Quantize non-SSM components of the architecture

stevenabreu7 commented 5 months ago

In the S5fork, we're currently only quantising the SSM. However, there are many MLPs and batch/layer norms that should also be quantized. Perhaps there could be a general flag like non_ssm_bits: int? that specifies the precision to use for these.

If we want to claim efficient inference on HW, we should have integer precision everywhere!

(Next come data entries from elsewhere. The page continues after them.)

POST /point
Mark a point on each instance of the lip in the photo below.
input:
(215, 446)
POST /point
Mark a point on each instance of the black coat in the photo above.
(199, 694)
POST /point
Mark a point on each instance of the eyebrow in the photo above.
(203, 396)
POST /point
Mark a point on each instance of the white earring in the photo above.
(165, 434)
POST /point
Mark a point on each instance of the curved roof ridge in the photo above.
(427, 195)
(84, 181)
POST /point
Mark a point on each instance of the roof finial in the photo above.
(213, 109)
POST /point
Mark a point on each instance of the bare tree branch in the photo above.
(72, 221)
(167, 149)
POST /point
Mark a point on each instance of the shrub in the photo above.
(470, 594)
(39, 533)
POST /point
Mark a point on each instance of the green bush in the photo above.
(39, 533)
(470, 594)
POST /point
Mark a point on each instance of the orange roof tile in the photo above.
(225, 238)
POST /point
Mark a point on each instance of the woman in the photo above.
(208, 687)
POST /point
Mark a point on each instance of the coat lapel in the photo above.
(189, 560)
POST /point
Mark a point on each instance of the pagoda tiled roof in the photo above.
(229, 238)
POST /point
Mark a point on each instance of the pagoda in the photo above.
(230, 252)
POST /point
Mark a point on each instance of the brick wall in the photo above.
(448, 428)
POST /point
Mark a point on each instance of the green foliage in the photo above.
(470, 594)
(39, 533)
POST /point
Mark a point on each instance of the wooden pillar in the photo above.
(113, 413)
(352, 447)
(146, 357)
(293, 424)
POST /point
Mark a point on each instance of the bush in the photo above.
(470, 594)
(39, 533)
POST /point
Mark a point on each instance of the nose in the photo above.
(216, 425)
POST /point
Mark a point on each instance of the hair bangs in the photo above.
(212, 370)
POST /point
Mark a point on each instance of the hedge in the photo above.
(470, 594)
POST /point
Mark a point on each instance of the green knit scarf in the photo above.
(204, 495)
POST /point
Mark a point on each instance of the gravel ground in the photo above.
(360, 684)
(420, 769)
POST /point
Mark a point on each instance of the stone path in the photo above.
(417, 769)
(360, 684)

kmheckel commented 5 months ago

[x] Add non_ssm_precision dot_general to QuantizationConfig
[x] Create a qseq_model.py and qlayers.py file for new quantized versions of models
[x] Modify qtrain.py to import the qseq_models from this new file
[x] Have the qseq constructor functions also take the qconfig datastruct
[x] Quantize the encoder in StackedEncoderModule https://github.com/stevenabreu7/S5/blob/c4a22d830568ada26b30ff2be643d8b69ca04002/s5/seq_model.py#L39
[x] Quantize the decoder in ClassificationModel https://github.com/stevenabreu7/S5/blob/c4a22d830568ada26b30ff2be643d8b69ca04002/s5/seq_model.py#L143
[x] Quantize the decoder for Retrieval Decoder https://github.com/stevenabreu7/S5/blob/c4a22d830568ada26b30ff2be643d8b69ca04002/s5/seq_model.py#L206
[x] Quantize SequenceLayer dense layers https://github.com/stevenabreu7/S5/blob/c4a22d830568ada26b30ff2be643d8b69ca04002/s5/layers.py#L38
[x] possibly quantize QSequenceLayer batch/layer norms
[x] quantize masked_meanpool https://github.com/stevenabreu7/S5/blob/c4a22d830568ada26b30ff2be643d8b69ca04002/s5/seq_model.py#L70

kmheckel commented 5 months ago

Question is, would it be better to pass the QuantizedOperations object around for all of the other layers to extract the necessary dot_general operation or would it be better to pass the config and then build the dot_general locally? I think the first one is maybe better but I have code written to do the latter. Passing the config might be nice since it could reduce bloat if we need to create more case-specific quantized operations for things such as Layernorm. Just pushed what I've implemented so far, haven't tested it yet.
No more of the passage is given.